If anyone wants to know this today, you can get a ton of information about a video from it's player
. YouTube's undocumented youtubei
API has multiple libraries in languages like JavaScript, Python and even Rust trying to tame it. (I'm writing a replacement for the broken Rust one). If you don't want to use any of these, or there isn't one for your language and this information is still valid:
Request
You can make a POST request to https://www.youtube.com/youtubei/v1/player?key=AIzaSyAO_FJ2SlqU8Q4STEHLGCilw_Y9_11qcW8&prettyPrint=false
(The key is the one that the YouTube web client uses) with the following HTTP headers:
Accept-Language
: en-US,en;q=0.5
(You can obviously change the language)
Content-Type
: application/json
X-Youtube-Client-Name
: 1
(To pretend to be the web client)
X-Youtube-Client-Version
: 2.20230607.06.00
Sec-Fetch-Mode
: no-cors
Then set the user agent to something that looks like a browser (juz grab it from ya browza), I don't know if they check it, but ♂️ just in case (you know).

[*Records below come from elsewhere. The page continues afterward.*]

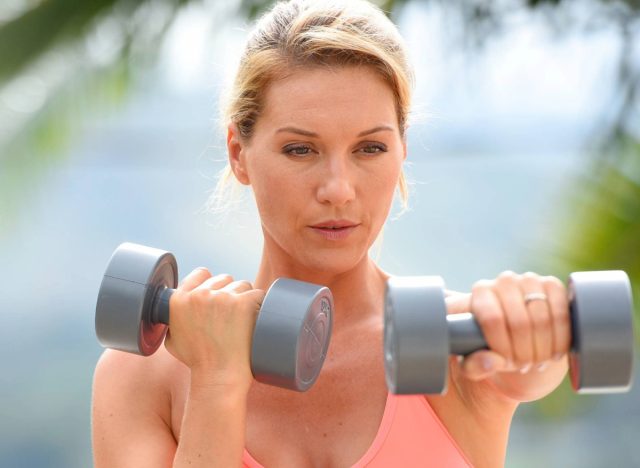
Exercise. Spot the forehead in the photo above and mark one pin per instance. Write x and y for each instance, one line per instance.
(321, 96)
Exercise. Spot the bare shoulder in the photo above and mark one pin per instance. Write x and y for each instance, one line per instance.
(131, 409)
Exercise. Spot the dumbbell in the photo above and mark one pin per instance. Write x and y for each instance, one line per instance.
(419, 335)
(291, 334)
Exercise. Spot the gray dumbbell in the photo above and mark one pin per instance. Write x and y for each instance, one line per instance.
(291, 335)
(419, 336)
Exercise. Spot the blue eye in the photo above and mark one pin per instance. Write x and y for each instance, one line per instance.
(379, 148)
(297, 150)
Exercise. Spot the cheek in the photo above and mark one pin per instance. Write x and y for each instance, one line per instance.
(274, 190)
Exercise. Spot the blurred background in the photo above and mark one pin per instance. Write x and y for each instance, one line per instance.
(524, 154)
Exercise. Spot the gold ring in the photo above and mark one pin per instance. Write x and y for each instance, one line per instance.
(534, 297)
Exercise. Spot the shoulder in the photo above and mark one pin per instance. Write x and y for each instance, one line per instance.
(129, 379)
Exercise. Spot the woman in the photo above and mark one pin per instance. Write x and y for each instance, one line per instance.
(317, 125)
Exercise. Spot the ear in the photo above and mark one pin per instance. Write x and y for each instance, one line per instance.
(404, 146)
(237, 154)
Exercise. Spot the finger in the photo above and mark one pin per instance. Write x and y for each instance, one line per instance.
(194, 279)
(518, 322)
(487, 310)
(217, 281)
(239, 286)
(540, 317)
(482, 364)
(559, 303)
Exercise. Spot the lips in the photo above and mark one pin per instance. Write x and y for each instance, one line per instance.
(334, 230)
(335, 224)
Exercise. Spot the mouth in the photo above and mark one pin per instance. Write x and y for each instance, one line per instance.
(335, 230)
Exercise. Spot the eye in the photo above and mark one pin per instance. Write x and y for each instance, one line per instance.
(374, 148)
(299, 150)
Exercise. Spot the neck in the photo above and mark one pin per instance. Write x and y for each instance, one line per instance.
(357, 293)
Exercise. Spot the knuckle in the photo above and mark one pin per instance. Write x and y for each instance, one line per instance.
(542, 321)
(200, 295)
(507, 277)
(482, 285)
(490, 320)
(553, 283)
(519, 325)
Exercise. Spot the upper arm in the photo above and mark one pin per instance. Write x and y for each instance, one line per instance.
(128, 427)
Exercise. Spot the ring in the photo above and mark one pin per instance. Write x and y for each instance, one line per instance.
(534, 297)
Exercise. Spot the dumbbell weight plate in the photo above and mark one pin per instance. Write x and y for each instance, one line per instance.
(133, 276)
(292, 334)
(416, 337)
(601, 358)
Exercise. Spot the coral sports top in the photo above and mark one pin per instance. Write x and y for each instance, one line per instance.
(410, 435)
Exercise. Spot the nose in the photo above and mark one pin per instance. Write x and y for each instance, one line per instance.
(337, 185)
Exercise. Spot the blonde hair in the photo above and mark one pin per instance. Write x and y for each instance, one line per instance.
(302, 33)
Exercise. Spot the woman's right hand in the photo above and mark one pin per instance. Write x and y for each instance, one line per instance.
(211, 325)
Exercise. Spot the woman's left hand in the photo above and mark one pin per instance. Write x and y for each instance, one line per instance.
(528, 340)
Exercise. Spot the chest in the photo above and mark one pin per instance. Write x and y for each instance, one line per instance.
(331, 425)
(328, 429)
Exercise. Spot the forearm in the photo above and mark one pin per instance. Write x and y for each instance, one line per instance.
(213, 426)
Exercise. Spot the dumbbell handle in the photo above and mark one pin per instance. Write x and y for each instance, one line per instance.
(465, 335)
(160, 309)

In terms of the request JSON, it should look like this:
{
"context": {
"hl": "en",
"clientName": "WEB",
"clientVersion": "2.20230607.06.00",
},
"videoId": "{video_id}",
"params": "" // These are a little odd, you won't really have any of these so leave it blank
}
No, don't actually put that comment in there! That's for your education.
Response
There's a ton of useful information in this response, but we're looking for captions. Let's call the root of the response response
. We find captions, as of June 2023, response
⇾captions
⇾playerCaptionsTracklistRenderer
⇾captionTracks
(if captions
doesn't exist, it's because captions don't exist for the video). This captionTracks
is an array of objects that look like this:
{
"baseUrl": "https://www.youtube.com/api/timedtext?v=c0td7Noukww&caps=asr&opi=112496729&xoaf=5&hl=en&ip=0.0.0.0&ipbits=0&expire=1687045036&sparams=ip,ipbits,expire,v,caps,opi,xoaf&signature=35A403189649A24C75C8CE6CB6016B46D9385CC4.1F3E3B7FF4670E84747F5C24DE2B119B04BA9F47&key=yt8&kind=asr&lang=en",
"name": {
"simpleText": "English (auto-generated)"
},
"vssId": "a.en",
"languageCode": "en",
"kind": "asr",
"isTranslatable": true
}
If you make a GET request to this baseUrl
, you'll get in response HTML encoded text captions. By appending &fmt=vtt
You'll get WebVTT captions. That means time data, so we can have real subtitles and even convert to SRT for usage in video players if we download the video.